Thanks for the response, but I actually want it to return UNKNOWN if freshness fails. I’m experiencing a few things I don’t understand:

  1. status changing to UNKNOWN well before the check_period
  2. status changing to unknown when check_interval hasn’t even come close

Maybe Icinga can’t do what I’m wanting it to do, but essentially when a result is sent to Icinga, the check_interval clock starts. When check_period is reached, then have freshness check execute dummy only if a result hasn’t been posted within the check_interval.

Did you send a TTL and mess up the freshness by doing so?
Sorry, scrap that but keep it in mind as it can mess up your scheduling!

@moreamazingnick is right, it will not work as you think.
you need to calculate vars.dummy_state via DSL this code from the link above could give you some ideas:

{{
    var service = get_service(macro("$host.name$"), macro("$service.name$"))
    var lastCheck = DateTime(service.last_check).to_string()

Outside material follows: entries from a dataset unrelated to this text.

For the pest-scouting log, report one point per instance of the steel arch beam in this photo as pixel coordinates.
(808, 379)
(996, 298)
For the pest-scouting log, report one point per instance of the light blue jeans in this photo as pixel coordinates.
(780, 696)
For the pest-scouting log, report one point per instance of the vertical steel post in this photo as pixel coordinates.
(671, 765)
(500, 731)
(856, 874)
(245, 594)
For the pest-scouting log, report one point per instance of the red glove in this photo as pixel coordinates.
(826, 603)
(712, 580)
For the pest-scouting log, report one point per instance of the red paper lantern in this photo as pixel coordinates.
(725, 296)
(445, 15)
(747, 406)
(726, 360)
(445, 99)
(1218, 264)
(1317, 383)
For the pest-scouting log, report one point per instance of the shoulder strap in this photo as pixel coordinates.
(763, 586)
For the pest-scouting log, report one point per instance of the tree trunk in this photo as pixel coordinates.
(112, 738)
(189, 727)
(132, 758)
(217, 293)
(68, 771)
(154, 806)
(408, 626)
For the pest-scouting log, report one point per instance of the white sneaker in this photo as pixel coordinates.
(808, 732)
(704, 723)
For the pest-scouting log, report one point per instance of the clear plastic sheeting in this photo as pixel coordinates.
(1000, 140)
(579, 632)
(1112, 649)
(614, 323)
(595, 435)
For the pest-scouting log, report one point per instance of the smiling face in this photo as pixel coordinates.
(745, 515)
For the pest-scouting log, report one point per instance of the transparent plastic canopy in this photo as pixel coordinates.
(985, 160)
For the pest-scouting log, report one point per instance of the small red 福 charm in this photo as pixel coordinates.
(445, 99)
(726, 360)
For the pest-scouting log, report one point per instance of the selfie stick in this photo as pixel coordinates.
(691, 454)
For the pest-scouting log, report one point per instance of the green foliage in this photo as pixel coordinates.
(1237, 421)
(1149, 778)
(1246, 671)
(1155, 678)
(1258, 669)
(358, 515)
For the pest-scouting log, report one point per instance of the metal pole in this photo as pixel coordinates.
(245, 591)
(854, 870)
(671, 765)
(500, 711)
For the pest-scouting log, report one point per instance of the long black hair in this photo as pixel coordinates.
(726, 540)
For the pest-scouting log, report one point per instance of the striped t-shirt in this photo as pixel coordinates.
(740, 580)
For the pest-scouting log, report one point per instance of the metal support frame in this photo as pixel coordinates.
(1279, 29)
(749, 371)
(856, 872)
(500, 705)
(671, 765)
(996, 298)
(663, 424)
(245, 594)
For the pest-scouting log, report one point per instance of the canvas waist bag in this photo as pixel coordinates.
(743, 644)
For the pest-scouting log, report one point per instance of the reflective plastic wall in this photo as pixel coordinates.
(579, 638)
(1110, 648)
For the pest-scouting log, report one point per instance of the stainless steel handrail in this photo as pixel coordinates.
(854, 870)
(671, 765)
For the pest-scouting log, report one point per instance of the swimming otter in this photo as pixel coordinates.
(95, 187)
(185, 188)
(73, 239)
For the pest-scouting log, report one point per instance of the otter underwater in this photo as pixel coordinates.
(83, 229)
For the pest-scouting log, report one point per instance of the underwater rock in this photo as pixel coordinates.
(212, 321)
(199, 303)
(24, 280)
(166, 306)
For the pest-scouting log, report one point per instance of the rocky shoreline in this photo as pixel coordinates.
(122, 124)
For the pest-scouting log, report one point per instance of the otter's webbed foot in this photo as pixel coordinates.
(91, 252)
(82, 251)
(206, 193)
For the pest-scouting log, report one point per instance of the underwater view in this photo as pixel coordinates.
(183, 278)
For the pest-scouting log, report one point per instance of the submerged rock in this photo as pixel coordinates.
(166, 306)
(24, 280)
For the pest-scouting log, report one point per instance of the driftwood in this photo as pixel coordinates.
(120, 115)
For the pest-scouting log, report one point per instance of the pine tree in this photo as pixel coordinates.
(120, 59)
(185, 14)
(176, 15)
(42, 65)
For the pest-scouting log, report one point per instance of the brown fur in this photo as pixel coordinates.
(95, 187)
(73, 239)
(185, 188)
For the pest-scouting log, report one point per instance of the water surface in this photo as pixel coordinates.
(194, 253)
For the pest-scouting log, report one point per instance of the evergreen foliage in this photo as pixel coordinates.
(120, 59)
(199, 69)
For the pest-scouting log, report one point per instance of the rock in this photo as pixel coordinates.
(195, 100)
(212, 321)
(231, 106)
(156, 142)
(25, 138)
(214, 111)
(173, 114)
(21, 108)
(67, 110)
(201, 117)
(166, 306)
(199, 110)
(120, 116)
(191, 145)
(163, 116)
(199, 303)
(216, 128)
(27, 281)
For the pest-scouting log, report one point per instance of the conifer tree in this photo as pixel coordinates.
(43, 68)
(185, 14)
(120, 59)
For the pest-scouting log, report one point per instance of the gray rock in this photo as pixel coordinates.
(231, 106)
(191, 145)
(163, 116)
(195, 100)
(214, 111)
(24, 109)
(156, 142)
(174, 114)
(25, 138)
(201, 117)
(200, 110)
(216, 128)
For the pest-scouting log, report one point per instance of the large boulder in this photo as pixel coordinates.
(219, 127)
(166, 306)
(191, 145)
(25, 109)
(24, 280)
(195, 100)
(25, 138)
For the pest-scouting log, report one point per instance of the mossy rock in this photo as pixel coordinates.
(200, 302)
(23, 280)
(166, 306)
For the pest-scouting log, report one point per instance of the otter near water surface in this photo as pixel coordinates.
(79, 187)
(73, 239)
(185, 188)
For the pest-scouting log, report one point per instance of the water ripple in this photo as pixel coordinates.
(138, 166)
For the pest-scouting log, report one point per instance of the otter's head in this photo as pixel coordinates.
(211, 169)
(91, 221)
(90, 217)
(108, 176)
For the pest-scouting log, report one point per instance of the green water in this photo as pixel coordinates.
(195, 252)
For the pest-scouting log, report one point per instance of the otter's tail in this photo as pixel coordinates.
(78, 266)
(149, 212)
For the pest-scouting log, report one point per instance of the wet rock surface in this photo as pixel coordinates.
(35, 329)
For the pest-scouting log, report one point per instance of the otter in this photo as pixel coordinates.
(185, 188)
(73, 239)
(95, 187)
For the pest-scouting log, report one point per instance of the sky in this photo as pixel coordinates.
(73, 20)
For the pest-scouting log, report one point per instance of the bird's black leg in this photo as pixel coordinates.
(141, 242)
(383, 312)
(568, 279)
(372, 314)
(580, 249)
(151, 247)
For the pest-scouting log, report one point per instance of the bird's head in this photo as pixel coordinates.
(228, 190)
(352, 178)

    return "No check results received. Last result time: " + lastCheck
  }}

This code is for vars.dummy_text but you can change it to fit for vars.dummy_state by calculating if the service.last_check is longer ago then now - 7h 15min then return the number 3 or if newer, return the number 0.

Icinga has a build in programming language - I highly doubt it can’t do what you want but maybe not the way you want :wink:

Well, the following day we didn’t experience the same issue, even though the status and results were sent the same way. The ongoing theory is that it was due to retry_interval, so I’ve set it to 24h as well.

if still you have set check attempts to “5” you need 5 cycles to go to a hard state.
if you set the retry interval to 24h this would mean you will recognise a error after like 5 days or so

check attempt 1 → Softstate critical
passive checkresult → hardstate OK
24h
check attempt 1 → Softstate critical
24h
check attempt 2 → Softstate critical
24h
check attempt 3 → Softstate critical
24h
check attempt 4 → Softstate critical
24h
check attempt 5 → Hardstate critical → notification

Thanks for the reply. I’m actually overriding the default from the template with max_check_attempts = 1 in the service.